Bronchopulmonary Carcinoid: Phenotype and Long-term Outcome in a Single-Institution Series of Italian Patients

Massimo Rugge1,4,5, Matteo Fassan1, Roberto Clemente4, Giovanna Rizzardi2, Luciano Giacomelli5, Gianmaria Pennelli1,4, Claudia Mescoli1, Daniela Segat3 and Federico Rea2

Authors' Affiliations: 1 Department of Medical Diagnostic Sciences and Special Therapies, Pathology Unit; 2 Department of Cardio-Thoracic and Vascular Sciences, Thoracic Surgery Unit; and 3 Department of Medical and Surgical Sciences, Surgery Unit, University of Padova; 4 Istituto Oncologico Veneto-Istituto di Ricovero e Cura a Carattere Scientifico, Pathology Unit; and 5 Azienda Ospedaliera di Padova, Pathology Unit, Padua, Italy

Requests for reprints: Massimo Rugge, Cattedra di Anatomia Patologica, Università degli Studi di Padova, Istituto Oncologico Veneto-IRCCS, Via Aristide Gabelli, 61, 35121 Padua, Italy. Phone: 39-0498-272-252; E-mail: massimo.rugge{at}unipd.it.

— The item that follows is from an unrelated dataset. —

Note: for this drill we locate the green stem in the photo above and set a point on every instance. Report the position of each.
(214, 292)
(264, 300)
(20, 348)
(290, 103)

Purpose: The histologic distinction between low-grade typical and intermediate-grade atypical bronchopulmonary carcinoids basically lies on cellular differentiation, mitotic activity, and presence of "neoplastic" necrosis; at single patient level, however, none of these features enables a reliable prediction of the clinicopathologic outcome.

Experimental Design: The long-term postsurgical outcome of a single-institution series of 67 radically treated bronchopulmonary carcinoids was correlated with the tumor phenotype assessed by combining conventional histology with a panel of immunohistochemical markers exploring cell differentiation (chromogranin, NSE, TTF1), cell turnover (Mib1), and apoptosis (Bcl2, Bax).

Results: Fifty-eight (86.6%) carcinoids were assessed as low-grade typical and nine (13.4%) were assessed as intermediate-grade atypical. The mean follow-up was of 85.13 months (range, 28-168; median, 82.0). All cases expressed neuroendocrine markers, whereas TTF1 was never expressed. At univariate analysis, tumor recurrence (n = 6) correlated significantly with the carcinoid histotype (P = 0.002) and with each of the following variables: tumor location (P = 0.01), mitotic index (P = 0.003), necrosis (P = 0.002), tumor vascular invasion (P = 0.0001), Mib1 expression (P = 0.005), Bcl2 expression (P = 0.024), and synchronous node metastasis (P = 0.028). The best cutoffs for Mib1 and Bcl2 expression (calculated by receiver operating characteristic curves) discriminating recurrent versus nonrecurrent tumors were 5.4% for Mib1 and 2.0% for Bcl2 (Mib1: sensitivity, 83%; specificity, 97%; area under curve, 0.844 ± 0.14; Bcl2: sensitivity, 83%; specificity, 65%; area under curve, 0.769 ± 0.12). By stratifying the patients according to the obtained cutoffs, significant differences emerged in the patients' disease-free survival (log-rank test: Mib1, P = 0.0001; Bcl2, P = 0.01).

Conclusions: Mib1 and Bcl2 significantly discriminate between recurrent versus nonrecurrent tumors, producing a biologically plausible, diagnostically suitable immunohistochemical pattern.